For the next few months, Margaret underwent daily dialysis treatments. Yet despite them, she grew weaker. She knew that now, only a transplant would give her back her life. But doctors said the chances were that only a blood relative would be a match—and her brother couldn’t donate because he’d had two heart attacks. “So does that mean Margaret will have to die waiting?” Shirley worried. “I can’t let that happen!”

One afternoon, as the women sat talking, Margaret confided, “I’m so scared. What if they don’t find a donor in time?”

Shirley paused. “I know the doctors will say there is little chance,” she said. “But Margaret, I want to be tested. I want to donate my kidney.”

“Shirley, I can’t let you do that!” Margaret cried. “It’s too risky.”

Shirley gripped her hand. “We’re best friends,” she said. “If the shoe were on the other foot, you’d do it for me. Please let me try!”

Margaret’s eyes shone with gratitude.

But the kidney specialist warned the women not to get their hopes up. Their blood and antigens would have to be compatible, she explained, something that usually happens only with siblings or parents and children. “The chances you’ll be a match are a million to one—or worse,” she cautioned.

Undeterred, Shirley and Margaret took the battery of tests—then waited . . .

Shirley was filling a prescription, when she picked up the phone to hear: “It’s unbelievable, but you’re a match!” the nurse said. “Surgery is a go!”

Shirley dropped the bottle, spilling pills all over the counter. “Thank you! Thank you!” she cried. Within weeks, the women checked into the hospital, nervous—but hopeful. “I’ll always be grateful to you,” Margaret told Shirley, as they waited in the hospital corridor. “You’re the best friend I could ever have.”

Six hours later, a voice pierced the fog in Shirley’s brain.

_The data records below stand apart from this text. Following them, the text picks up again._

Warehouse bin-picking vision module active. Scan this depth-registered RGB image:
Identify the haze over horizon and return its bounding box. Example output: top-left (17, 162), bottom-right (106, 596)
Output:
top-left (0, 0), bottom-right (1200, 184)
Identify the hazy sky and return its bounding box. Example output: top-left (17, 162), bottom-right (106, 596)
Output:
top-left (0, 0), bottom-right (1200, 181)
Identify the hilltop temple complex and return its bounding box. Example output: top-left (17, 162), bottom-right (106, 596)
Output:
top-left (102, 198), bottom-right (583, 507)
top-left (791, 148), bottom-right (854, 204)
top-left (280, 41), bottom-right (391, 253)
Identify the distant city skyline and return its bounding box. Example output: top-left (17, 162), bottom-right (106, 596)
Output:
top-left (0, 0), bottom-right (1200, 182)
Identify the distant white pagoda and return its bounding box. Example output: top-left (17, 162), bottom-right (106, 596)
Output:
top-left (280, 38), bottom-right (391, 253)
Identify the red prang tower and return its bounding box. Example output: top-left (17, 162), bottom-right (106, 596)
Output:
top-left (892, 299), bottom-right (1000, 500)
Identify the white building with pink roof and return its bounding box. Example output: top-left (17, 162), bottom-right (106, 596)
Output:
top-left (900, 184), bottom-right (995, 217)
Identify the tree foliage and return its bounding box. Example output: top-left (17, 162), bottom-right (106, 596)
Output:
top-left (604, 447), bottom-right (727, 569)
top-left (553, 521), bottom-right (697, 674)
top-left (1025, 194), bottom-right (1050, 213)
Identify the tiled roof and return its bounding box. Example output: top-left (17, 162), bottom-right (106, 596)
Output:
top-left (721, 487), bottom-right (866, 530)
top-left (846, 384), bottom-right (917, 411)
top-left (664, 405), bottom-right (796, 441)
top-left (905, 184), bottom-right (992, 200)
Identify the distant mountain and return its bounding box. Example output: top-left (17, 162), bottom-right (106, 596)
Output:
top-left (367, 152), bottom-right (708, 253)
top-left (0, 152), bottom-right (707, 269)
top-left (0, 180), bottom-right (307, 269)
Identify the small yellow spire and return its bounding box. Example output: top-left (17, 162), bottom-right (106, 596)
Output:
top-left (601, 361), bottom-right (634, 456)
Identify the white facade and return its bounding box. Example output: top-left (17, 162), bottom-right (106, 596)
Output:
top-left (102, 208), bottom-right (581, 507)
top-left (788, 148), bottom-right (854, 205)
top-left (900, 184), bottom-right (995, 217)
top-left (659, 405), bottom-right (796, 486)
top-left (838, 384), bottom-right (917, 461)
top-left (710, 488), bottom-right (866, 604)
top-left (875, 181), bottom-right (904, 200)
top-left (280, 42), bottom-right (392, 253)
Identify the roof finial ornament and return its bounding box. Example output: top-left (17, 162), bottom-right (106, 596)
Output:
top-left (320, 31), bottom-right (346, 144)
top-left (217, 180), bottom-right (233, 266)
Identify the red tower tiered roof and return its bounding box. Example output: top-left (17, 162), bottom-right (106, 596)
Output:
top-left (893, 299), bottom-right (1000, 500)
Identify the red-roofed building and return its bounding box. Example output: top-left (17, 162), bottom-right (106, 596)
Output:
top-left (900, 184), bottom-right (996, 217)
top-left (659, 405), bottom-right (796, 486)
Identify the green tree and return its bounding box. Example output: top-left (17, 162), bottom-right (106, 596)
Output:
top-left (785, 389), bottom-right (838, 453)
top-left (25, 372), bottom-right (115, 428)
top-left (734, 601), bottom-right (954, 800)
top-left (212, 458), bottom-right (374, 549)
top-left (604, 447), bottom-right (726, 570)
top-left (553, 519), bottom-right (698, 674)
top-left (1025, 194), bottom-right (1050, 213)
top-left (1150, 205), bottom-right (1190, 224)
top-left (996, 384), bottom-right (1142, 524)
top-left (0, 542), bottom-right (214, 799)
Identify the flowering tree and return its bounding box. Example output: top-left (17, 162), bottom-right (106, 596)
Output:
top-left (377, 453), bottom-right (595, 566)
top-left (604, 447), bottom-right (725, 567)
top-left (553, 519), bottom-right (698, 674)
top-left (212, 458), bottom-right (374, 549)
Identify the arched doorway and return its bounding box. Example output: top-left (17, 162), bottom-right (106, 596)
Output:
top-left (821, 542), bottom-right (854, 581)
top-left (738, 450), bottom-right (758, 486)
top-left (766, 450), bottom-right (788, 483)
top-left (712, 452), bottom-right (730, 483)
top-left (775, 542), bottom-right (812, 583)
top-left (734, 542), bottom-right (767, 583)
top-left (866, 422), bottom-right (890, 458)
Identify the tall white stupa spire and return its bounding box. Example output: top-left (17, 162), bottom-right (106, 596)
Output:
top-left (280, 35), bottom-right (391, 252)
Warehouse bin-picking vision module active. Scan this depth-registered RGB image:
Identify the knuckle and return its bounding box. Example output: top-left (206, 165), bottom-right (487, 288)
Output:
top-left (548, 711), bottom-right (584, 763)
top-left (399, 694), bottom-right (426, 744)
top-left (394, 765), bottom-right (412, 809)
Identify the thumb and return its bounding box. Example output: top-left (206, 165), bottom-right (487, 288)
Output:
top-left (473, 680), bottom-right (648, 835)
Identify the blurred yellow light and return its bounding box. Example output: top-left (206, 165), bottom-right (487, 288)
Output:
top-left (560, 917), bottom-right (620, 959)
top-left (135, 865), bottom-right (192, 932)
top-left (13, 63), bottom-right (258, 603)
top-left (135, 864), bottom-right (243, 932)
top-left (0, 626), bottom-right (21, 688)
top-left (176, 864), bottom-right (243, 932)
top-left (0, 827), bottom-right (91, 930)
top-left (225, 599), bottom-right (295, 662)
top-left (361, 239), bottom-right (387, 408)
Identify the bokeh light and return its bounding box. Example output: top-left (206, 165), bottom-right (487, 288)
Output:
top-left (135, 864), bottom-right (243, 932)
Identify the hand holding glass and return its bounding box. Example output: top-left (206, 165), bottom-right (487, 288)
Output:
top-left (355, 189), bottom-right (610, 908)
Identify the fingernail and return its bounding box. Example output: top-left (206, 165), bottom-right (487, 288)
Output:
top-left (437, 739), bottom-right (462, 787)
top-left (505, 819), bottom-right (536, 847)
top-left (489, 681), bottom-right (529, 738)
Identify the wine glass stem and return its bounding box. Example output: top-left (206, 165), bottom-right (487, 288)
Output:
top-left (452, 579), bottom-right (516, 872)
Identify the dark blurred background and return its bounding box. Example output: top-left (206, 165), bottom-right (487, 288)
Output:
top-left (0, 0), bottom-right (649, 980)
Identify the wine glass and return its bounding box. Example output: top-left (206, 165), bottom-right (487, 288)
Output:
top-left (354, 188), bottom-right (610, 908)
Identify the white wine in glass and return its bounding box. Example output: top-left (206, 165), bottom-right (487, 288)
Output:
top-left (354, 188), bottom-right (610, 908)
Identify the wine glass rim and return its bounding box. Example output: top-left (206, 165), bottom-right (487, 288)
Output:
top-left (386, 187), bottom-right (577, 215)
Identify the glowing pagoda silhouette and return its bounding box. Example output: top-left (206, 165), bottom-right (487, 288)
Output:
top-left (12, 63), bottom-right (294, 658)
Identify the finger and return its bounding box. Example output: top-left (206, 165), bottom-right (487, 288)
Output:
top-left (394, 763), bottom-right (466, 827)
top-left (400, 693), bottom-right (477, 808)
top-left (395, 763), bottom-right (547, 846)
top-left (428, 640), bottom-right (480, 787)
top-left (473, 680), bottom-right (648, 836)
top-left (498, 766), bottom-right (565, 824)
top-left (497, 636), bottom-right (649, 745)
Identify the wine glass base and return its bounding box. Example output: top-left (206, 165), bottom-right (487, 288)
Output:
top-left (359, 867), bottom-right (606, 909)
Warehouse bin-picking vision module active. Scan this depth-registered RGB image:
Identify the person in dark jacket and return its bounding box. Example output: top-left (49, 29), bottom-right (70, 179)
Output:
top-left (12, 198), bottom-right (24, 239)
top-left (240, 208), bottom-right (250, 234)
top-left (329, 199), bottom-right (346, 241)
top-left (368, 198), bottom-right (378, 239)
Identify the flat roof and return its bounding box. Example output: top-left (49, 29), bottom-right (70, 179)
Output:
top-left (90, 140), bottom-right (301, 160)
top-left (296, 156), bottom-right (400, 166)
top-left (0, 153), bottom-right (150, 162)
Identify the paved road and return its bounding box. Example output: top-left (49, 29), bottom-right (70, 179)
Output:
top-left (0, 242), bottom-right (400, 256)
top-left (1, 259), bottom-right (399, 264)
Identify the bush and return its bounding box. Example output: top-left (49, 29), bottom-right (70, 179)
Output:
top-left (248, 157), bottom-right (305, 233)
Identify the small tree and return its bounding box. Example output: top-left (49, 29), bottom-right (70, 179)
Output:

She opened her eyes.

“It was a success, dear,” said a smiling nurse. “Your kidney is already working in your friend.”

“We did it!” Shirley smiled—then drifted back to sleep.

A few weeks later, the friends were back home.

Now, months later, Shirley is fully recovered, and Margaret is getting stronger every day.

“I owe it all to Shirley,” Margaret says. “She saved my life.”

Shirley, meanwhile, is thumbing through travel brochures.

“We’re going to Atlantic City as soon as Margaret is ready,” she says, a mischievous light dancing in her eyes. “I figure that since we beat the odds once, we might get lucky again.”